An important part of data exploration includes visualizing the data to reveal patterns you can’t necessarily see from viewing a data frame of numbers. Here we are going to walk through a very quick introduction to ggplot2, using some code examples from the palmerpenguins R package tutorial: https://allisonhorst.github.io/palmerpenguins/articles/intro.html.

ggplot2 is perhaps the most popular data visualization package in the R language, and is also a part of the Tidyverse. One big difference about ggplot though is that it does not use the pipe %>% operator like we just learned, but instead threads together arguments with + signs (but you can pipe a data frame into the first ggplot() argument).

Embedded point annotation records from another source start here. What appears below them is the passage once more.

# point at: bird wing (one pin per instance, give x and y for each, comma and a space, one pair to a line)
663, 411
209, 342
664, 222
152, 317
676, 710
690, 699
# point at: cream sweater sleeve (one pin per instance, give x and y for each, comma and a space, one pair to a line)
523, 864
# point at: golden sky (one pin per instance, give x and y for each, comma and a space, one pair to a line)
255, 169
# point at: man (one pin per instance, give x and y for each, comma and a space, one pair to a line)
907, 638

The general structure for ggplots follows the template below. Note that you can also specify the aes() parameters within ggplot() instead of your geom function, which you may see a lot of people do. The mappings include arguments such as the x and y variables from your data you want to use for the plot. The geom function is the type of plot you want to make, such as geom_point(), geom_bar(), etc, there are a lot to choose from.

# general structure of ggplot functions
ggplot(data = <DATA>) + 
  <GEOM_FUNCTION>(mapping = aes(<MAPPINGS>))

Visualize variable distributions with geom_historgram()

If you plan on doing any statistical analysis on your data , one of the first things you are likely to do is explore the distribution of your variables. You can plot histograms with geom_histogram()

ggplot(penguins) + 
  geom_histogram(mapping = aes(x = flipper_length_mm))

This tells us there may be a lot of variation in flipper size among species. We can use the ‘fill =’ argument to color the bars by species, and scale_fill_manual() to specify the colors.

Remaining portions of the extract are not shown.